La delibera prevede infatti che, per il 2019, siano confermate le manifestazioni inserite nel cartellone unico dei maggiori eventi della tradizione regionale e dei grandi eventi culturali e sportivi e i cartelloni tematici (spettacolo e cultura; manifestazioni folkloristiche e tradizionali; turismo enogastronomico; artigianato artistico e tradizionale; turismo religioso; sport; turismo congressuale): per questi viene riconfermato anche per il 2019 l’importo del contributo riconosciuto in sede di ammissibilità per l’annualità precedente, con una maggiorazione del 20% (ad eccezione degli eventi sportivi). Confermato anche il cartellone degli eventi con valenza di “animazione territoriale nei centri con popolazione non superiore ai 5.000 abitanti”.
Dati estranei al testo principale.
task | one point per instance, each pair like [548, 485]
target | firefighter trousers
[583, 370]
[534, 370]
Il testo approvato dall’esecutivo, nell’ottica della semplificazione e chiarificazione delle procedure amministrative, individua anche i criteri e requisiti di ammissibilità e valutazione, le modalità di pagamento del contributo, una parte del quale potrà essere anticipato, le procedure di rendicontazione. Inoltre, rilevate le complessità legate alla presentazione della rendicontazione delle manifestazioni finanziate nel corso dell’anno 2018, la delibera proroga al 15 febbraio 2019 il termine ultimo per la presentazione della documentazione.

Infine, novità per le manifestazioni sull’artigianato artistico e tradizionale della Sardegna: quelle che rientrano nella programmazione regionale dovranno garantire la valorizzazione e la visibilità dei prodotti artigianali a marchio ISOLA o inclusi nella vetrina digitale dell’artigianato artistico SardegnaArtigianato.